While Medicare has done a remarkable job providing guaranteed benefits for older Americans and people with disabilities, it can be strengthened and improved. The Affordable Care Act takes many of those steps — eliminating excessive payments to private Medicare plans, fighting fraud and abuse, and improving health care delivery. It also focuses on prevention and wellness. Mt. Sinai hospital in Chicago is showing that “pre-primary health” — reaching into the community to prevent chronic diseases like asthma and diabetes — not only improves health outcomes, but lowers costs.

We can do more. I support proposals to lower prescription drug costs by requiring that Medicare negotiate for discounts (similar to Veterans Affairs), create a Medicare-administered drug plan to compete with private plans, and encourage the use of generic drugs.

Q: You’re a strong supporter of women’s health, speaking out against proposed funding cuts to reproductive health services and applauding policies that widen access to critical women’s health services. Why is this issue so important to you and do you predict continuing battles over women’s health funding?

As a leader in the Congressional Pro-Choice Caucus, I support access to the full range of reproductive health services, including access to safe abortion. I steadfastly oppose any effort to eliminate Title X funding to the more than 4,400 clinics in the United States, including Planned Parenthood clinics, that rely on that funding to serve approximately 5 million young and low-income women and men each year. Title X clinics provide preventive care, including life-saving cancer screenings, routine gynecological examinations, contraceptive services, immunizations, and testing and treatment for sexually transmitted infections. Title X clinics are critical to achieving the goal of improving quality health care in this country, including efforts to improve women’s health, lower the rate of unintended pregnancies and decrease infant mortality.
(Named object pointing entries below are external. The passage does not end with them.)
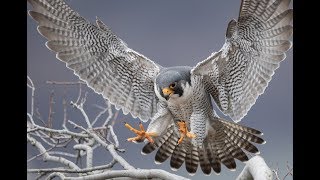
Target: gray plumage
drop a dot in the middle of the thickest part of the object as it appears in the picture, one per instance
(234, 77)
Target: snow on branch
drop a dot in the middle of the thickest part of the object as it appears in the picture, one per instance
(256, 168)
(65, 146)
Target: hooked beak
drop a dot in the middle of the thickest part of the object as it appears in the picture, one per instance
(167, 92)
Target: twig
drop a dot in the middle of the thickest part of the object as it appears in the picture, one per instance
(34, 157)
(109, 147)
(110, 113)
(60, 131)
(136, 173)
(63, 170)
(56, 174)
(88, 150)
(31, 86)
(48, 157)
(51, 102)
(256, 168)
(98, 116)
(114, 136)
(80, 108)
(65, 83)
I believe that access to contraceptives and reproductive health care is a basic right. Access to effective contraception not only reduces unintended pregnancies; it is critical to improving women’s overall health and economic well-being. I fought for and will continue to fight for the women’s preventive health service guidelines, which ensure insurance coverage of preventive services, including contraception, for women with no cost-sharing requirements. It is no secret that substantial public health benefits and cost savings emerge when preventive services are accessible and affordable.  

Q: It’s sometimes hard to believe that our individual voices can make a difference within the halls of Congress. What do you say to Americans who feel disheartened by today’s political environment and what advice do you have for people who want to get more involved in advocacy?

I share with President Obama the credential of being a former community organizer. I began my activism as a young housewife, working with a handful of others to get freshness dates on food sold in the grocery store. For five years, I served as the director of the Illinois State Council of Senior Citizens, which focused mainly on health care issues such as affordable prescription drugs and protecting Medicare.

I still believe that people power can trump the money when it comes to influencing policy decisions, but that power needs to be organized. Working through organizations like APHA, public health advocates can magnify their impact. And APHA, working in coalition with like-minded organizations, can be even more effective.

We face enormous challenges, but we are winning. We need to enlist more and more people because the stakes are so high — from the future of Medicare to the environment of our planet and the legacy we leave to future generations.